In pieno lockdown era scoppiata la solita “flame” su un social molto famoso in merito al costo di servizi editoriali (editing, correzione di bozze…) che alcuni autori ritenevano eccessivo, e mi è stato anche caldamente consigliato di “abbassare i prezzi” perché (non è stato detto proprio così, ma in soldoni il senso era quello) “se non ti cerca nessuno ci sarà un motivo”.

Premessa: il post che aveva scatenato la flame non riguardava il supposto “non cercarmi perché” bensì era una riflessione generale sul mondo infimo dell’editoria (soprattutto self-publishing). Chi ha detto che gli editori tradizionali sono str… non conosce certi autori indie e la becera maniera che hanno di coalizzarsi gli uni contro gli altri per prendere un cinque stelle in più su Amazon😉).

Tutto questo pandemonio ha fatto emergere, semmai ce ne fosse la necessità, la noiosa e logorante questione del “se contatto un editor devo vendermi un rene”.


Editing no, ma altro sì…

Oggi mi sento polemica (e se segui i miei articoli sai che lo sono spesso 😊) e quindi mi chiedo: ma perché non si vuol pagare 1000 euro per un lavoro di editing ma 1200 euro per qualsiasi altra cosa?

E l’esempio rimanda alla questione correlata al “non voglio un editor perché è caro”: la poca importanza che questa figura ha ancora nel panorama italiano.

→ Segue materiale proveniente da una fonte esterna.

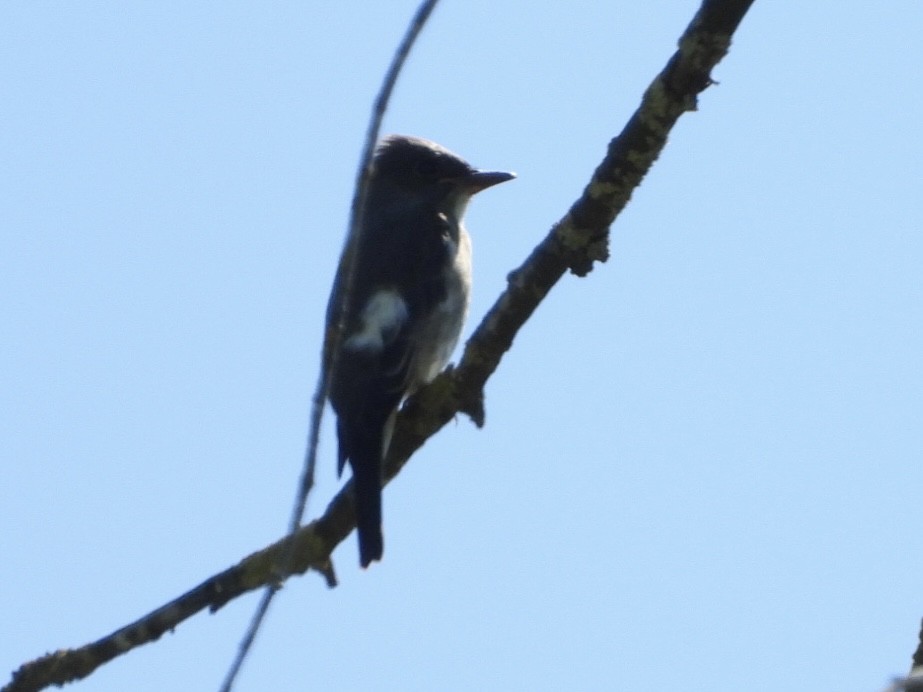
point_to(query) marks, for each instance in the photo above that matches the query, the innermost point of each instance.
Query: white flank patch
(381, 317)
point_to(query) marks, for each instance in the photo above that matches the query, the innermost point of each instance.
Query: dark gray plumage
(407, 302)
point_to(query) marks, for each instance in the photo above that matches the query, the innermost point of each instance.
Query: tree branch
(575, 243)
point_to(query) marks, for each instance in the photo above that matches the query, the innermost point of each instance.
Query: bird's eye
(425, 168)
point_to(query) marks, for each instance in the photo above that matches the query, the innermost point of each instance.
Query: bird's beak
(481, 180)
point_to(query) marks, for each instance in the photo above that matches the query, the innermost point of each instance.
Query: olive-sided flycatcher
(403, 308)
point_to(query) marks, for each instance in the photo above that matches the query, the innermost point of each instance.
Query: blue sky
(701, 464)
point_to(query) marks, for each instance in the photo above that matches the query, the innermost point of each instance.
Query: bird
(398, 304)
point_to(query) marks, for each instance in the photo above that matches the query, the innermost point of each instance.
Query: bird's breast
(439, 331)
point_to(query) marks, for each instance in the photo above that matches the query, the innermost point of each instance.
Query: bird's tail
(367, 485)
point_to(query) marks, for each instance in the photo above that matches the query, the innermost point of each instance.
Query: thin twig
(331, 342)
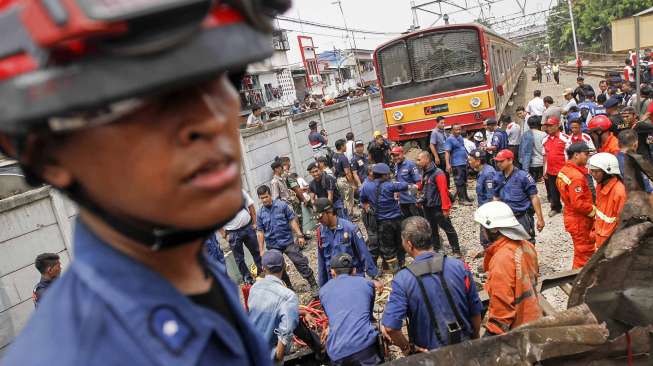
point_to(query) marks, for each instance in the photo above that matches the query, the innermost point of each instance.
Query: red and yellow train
(465, 72)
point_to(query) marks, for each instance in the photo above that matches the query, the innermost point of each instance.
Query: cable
(334, 27)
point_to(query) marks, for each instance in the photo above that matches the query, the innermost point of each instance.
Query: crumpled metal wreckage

Ho intrapreso questa professione da un po’ ormai e sebbene anni fa fosse ancora peggio, ancora adesso la tendenza è spesso quella di: ma che sarà mai, correggere un libro. A parte che non lo si corregge soltanto, editare va mooolto oltre la correzione, ma allora potremmo fare lo stesso discorso, che ne so, con un imbianchino.

Che sarà mai imbiancare una parete?

Però all’imbianchino diamo il compenso che merita, perché sappiamo quanto lavoro c’è dietro. Come paghiamo senza battere ciglio un intervento odontoiatrico, la seduta dallo psicologo, il meccanico che cambia le pastiglie dei freni.

Ecco, perché invece se un editor osa chiedere 500 euro (che per certi testi è davvero poco) si grida allo scandalo?

Non c’è tutela

La professione dell’editor non è tutelata.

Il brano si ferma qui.